Barley supplies in Germany in 1948

With food of all kinds in short supply in the years after WW2, brewers in the British zone of Germany made several attempts to get permission from the military government to use barley, says an article in March 1948 in the newly-founded young news magazine Der Spiegel.

The brewers first requested 46,000 tons of barley to make 15 million hectolitres of beer. When both this and a second request was declined by the Brits, the brewers asked for 37,500 tons of barley with which to make 11 million hectolitres of 1.7% small beer. For comparison the peacetime production across the country had been 45 million hl at 12%.
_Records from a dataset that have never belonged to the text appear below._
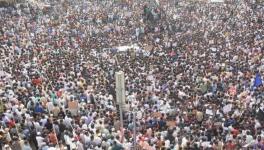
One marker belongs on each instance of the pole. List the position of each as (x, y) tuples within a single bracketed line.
[(120, 97), (134, 131)]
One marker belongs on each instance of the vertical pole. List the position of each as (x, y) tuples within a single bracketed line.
[(134, 130), (120, 97)]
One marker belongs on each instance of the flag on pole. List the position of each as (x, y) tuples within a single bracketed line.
[(258, 80)]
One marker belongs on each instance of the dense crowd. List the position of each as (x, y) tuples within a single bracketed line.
[(194, 83)]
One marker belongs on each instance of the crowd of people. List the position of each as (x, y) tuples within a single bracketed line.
[(194, 83)]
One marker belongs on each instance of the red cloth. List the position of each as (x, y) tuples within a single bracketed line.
[(37, 82)]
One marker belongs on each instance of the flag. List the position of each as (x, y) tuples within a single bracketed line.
[(258, 80)]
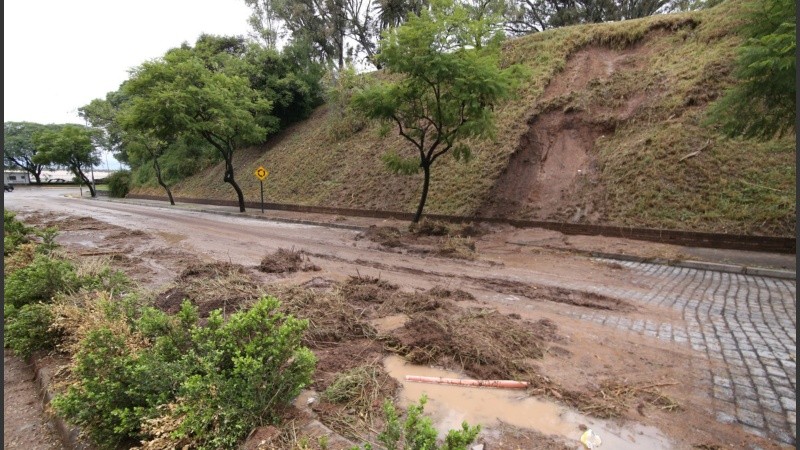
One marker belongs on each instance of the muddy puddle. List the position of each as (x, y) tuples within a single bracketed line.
[(448, 406)]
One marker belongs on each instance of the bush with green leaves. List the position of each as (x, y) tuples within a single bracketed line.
[(225, 378), (14, 232), (39, 281), (29, 330), (119, 183), (417, 431)]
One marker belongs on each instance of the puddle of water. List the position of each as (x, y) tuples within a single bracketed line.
[(389, 323), (449, 405), (171, 238)]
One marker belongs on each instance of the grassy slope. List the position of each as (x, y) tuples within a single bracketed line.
[(731, 186)]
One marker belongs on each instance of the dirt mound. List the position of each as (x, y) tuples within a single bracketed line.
[(555, 160), (386, 236), (367, 289), (484, 343), (286, 261), (558, 295), (209, 286)]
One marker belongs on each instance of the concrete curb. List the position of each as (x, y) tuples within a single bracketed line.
[(70, 436), (700, 265), (690, 264)]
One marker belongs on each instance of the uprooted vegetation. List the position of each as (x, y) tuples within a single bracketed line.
[(151, 358), (429, 237), (286, 261)]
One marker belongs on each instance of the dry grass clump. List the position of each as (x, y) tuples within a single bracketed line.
[(286, 261), (430, 227), (386, 236), (331, 318), (457, 294), (457, 247), (485, 343), (361, 391), (210, 286), (367, 289), (79, 313), (613, 398)]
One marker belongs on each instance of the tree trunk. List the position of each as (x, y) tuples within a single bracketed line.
[(427, 171), (229, 179), (161, 181)]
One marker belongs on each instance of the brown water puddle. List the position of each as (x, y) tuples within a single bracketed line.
[(448, 406), (389, 323)]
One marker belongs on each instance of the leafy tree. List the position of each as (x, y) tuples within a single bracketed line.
[(764, 101), (19, 149), (449, 80), (526, 16), (290, 81), (101, 114), (71, 146), (180, 95)]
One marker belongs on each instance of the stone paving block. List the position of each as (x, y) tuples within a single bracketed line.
[(725, 417), (789, 404), (722, 381), (745, 401), (751, 418), (753, 430), (724, 394)]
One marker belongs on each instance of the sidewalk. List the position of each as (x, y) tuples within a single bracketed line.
[(733, 261)]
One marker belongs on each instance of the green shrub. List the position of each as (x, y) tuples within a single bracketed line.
[(224, 378), (119, 183), (14, 232), (39, 281), (115, 392), (28, 330), (418, 433), (249, 368)]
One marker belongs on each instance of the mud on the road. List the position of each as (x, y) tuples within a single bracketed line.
[(357, 321)]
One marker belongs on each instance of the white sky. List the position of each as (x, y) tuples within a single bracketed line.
[(60, 55)]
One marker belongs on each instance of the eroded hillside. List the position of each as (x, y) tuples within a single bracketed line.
[(607, 130)]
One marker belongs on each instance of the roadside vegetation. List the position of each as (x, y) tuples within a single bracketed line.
[(661, 166), (142, 374), (665, 127)]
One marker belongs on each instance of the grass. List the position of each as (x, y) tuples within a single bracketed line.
[(734, 186)]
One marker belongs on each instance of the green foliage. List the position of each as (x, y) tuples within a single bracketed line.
[(39, 281), (417, 431), (249, 367), (119, 183), (19, 148), (27, 329), (225, 378), (398, 164), (71, 146), (48, 243), (764, 101), (448, 61), (14, 232)]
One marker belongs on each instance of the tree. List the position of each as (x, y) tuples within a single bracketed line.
[(180, 95), (763, 103), (449, 81), (526, 16), (72, 146), (19, 149)]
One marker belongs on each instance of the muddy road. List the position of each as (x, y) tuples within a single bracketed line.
[(721, 346)]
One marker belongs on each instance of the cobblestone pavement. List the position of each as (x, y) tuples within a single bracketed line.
[(746, 322)]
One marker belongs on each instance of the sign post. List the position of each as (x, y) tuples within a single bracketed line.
[(261, 173)]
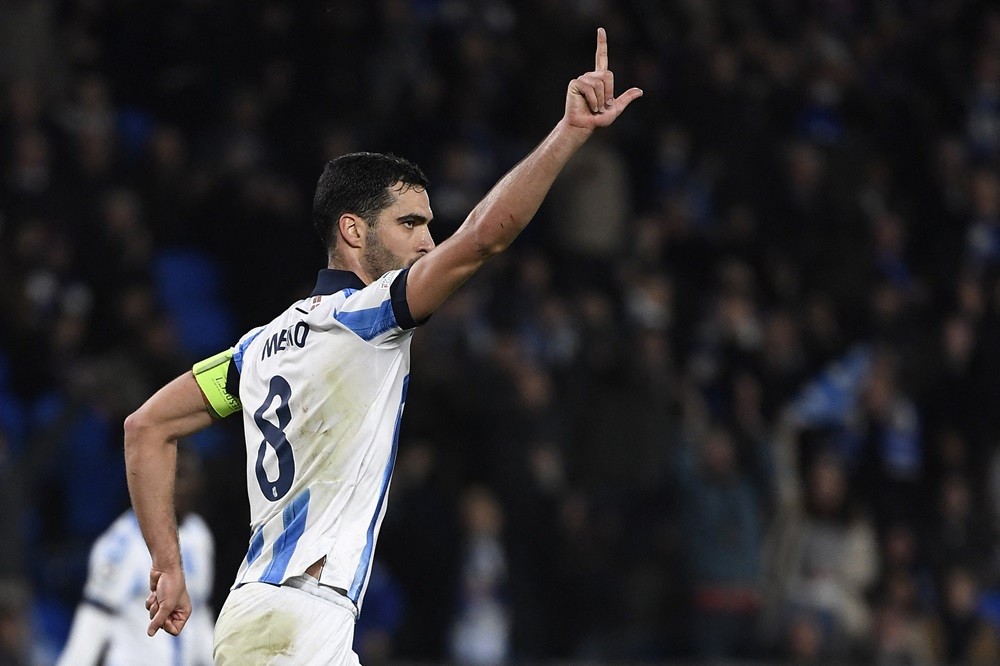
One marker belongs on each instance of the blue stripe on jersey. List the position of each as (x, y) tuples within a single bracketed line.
[(294, 520), (238, 354), (370, 322), (366, 557), (256, 546)]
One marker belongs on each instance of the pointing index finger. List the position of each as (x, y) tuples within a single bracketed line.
[(601, 57)]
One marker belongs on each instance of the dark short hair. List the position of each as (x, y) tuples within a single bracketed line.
[(359, 183)]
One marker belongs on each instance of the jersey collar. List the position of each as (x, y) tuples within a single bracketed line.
[(332, 280)]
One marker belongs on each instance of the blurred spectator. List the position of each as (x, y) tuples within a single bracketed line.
[(960, 634), (824, 557), (480, 632), (15, 632), (722, 518)]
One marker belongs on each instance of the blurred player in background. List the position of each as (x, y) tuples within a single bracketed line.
[(108, 625), (322, 389)]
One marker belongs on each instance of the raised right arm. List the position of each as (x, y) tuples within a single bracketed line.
[(506, 210)]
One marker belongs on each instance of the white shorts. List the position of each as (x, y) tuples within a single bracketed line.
[(300, 623)]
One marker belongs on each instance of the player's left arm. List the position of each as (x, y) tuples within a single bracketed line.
[(177, 410), (508, 207)]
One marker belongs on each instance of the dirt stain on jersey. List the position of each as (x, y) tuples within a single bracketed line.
[(259, 640)]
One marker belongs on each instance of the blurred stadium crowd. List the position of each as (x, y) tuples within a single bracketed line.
[(734, 394)]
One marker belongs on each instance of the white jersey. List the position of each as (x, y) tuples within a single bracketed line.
[(323, 387), (113, 612)]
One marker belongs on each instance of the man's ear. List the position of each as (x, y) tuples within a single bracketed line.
[(352, 229)]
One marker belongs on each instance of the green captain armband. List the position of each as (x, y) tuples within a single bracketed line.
[(212, 376)]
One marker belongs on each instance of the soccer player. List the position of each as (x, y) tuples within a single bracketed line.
[(322, 389), (110, 619)]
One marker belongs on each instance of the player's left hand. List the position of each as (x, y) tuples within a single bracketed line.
[(590, 99), (168, 603)]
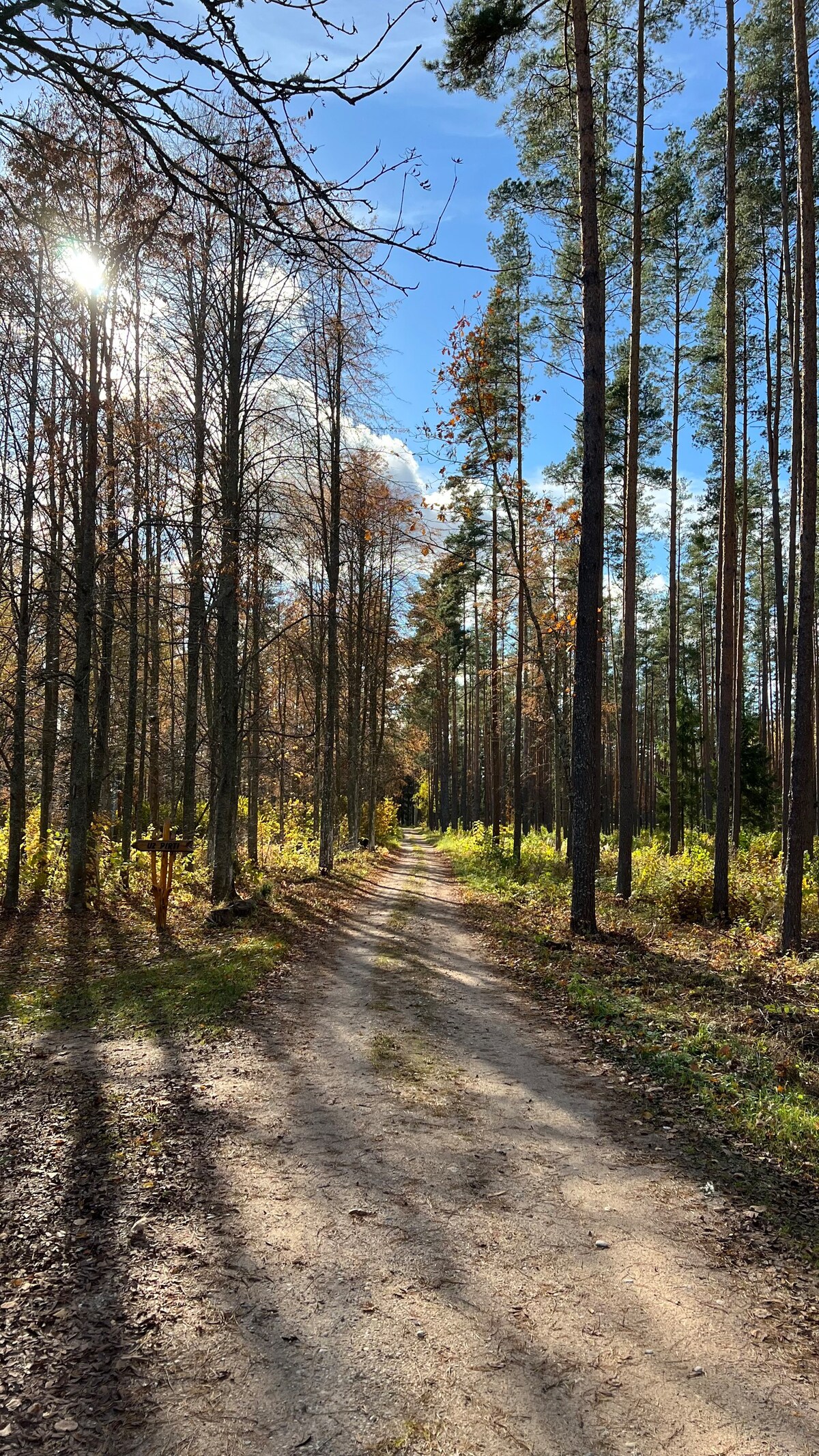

I think the figures the Spiegel calls percent must be degrees Plato rather than ABV, otherwise they don’t make sense. 12 Plato would give us a beer of around 5%, which sounds about right for peacetime beer. That means the 1.7 beer is even weaker than it looks, as 1.7 Plato is next to nothing.

“The British zone is the driest region in all of Germany”, the Spiegel notes. The British had banned the production of all alcohol, whereas in the French zone a 2% beer was permitted and 3% in the Russian zone. 

Just 17 of the 250 breweries in the British zone were allocated barley for making beer. They brewed beer for the NAAFI at 8.5 (this must surely also be Plato. I can’t see Tommy quaffing an 8.5% ABV beer, or being in a fit state to keep order the next day), and were permitted to make 50,000 hl of full-strength beer for export. This went to the old German export markets in South Africa, South America, Egypt and Australia.

Before the war Germany had been exporting between 600,000 and 900,000 hl. Now the brewers were having to turn down export orders because they had no barley to brew with.

As you might expect, there was political pressure not to “waste” scarce grain on brewing beer. The brewers argued that the 46,000 tons of barley they wanted comprised only 0.75% of Germany’s grain consumption – the equivalent of one thin slice of bread a week per person. It was even suggested (by whom is not clear) that bread ration coupons could be used for beer.

Enter the wily Professor Dr. Hermann Fink, who managed to argue convincingly that it was better to make beer from grain than to feed the grain to animals. At least, convincingly enough for the northwest brewers’ associations at whose conference he was speaking.

His argument is summarised in this charming diagram. After making beer you can feed the spent grain, yeast and trub to cattle and pigs, which builds more fat, apparently, than just feeding barley to pigs.

The comparison comes out expressed as vital, nutritious fat: 60 tons if using the barley as animal feed; 74.3 tons if the grain is processed into beer first.



Brewing vs. animal feed

42,300 hl full-strength beer or 500,000 hl small beer
and 45 tons malt shoots and 225 tons spent grain

710 tons full cream milk
682 tons buttermilk and skimmed milk

23.7 tons of butter fat
50.6 tons of pork fat
Total 74.3 tons fat


The brewers were unsurprisingly delighted by this convenient discovery, and made sure to make use of Prof Fink’s argument in their representations to the military government. It had little effect: the occupying commanders pointed out that British and American breweries were also having to restrict their output to conserve grain. The beer consumption of the USA had dropped by 35% since 1946 and the British were drinking only 1.9 million standard barrels, down from 2.5 million in 1946. (Since this is expressed in standard barrels, it’s quite possible the Brits were drinking the same number of pints of weaker beer, or even slightly more.)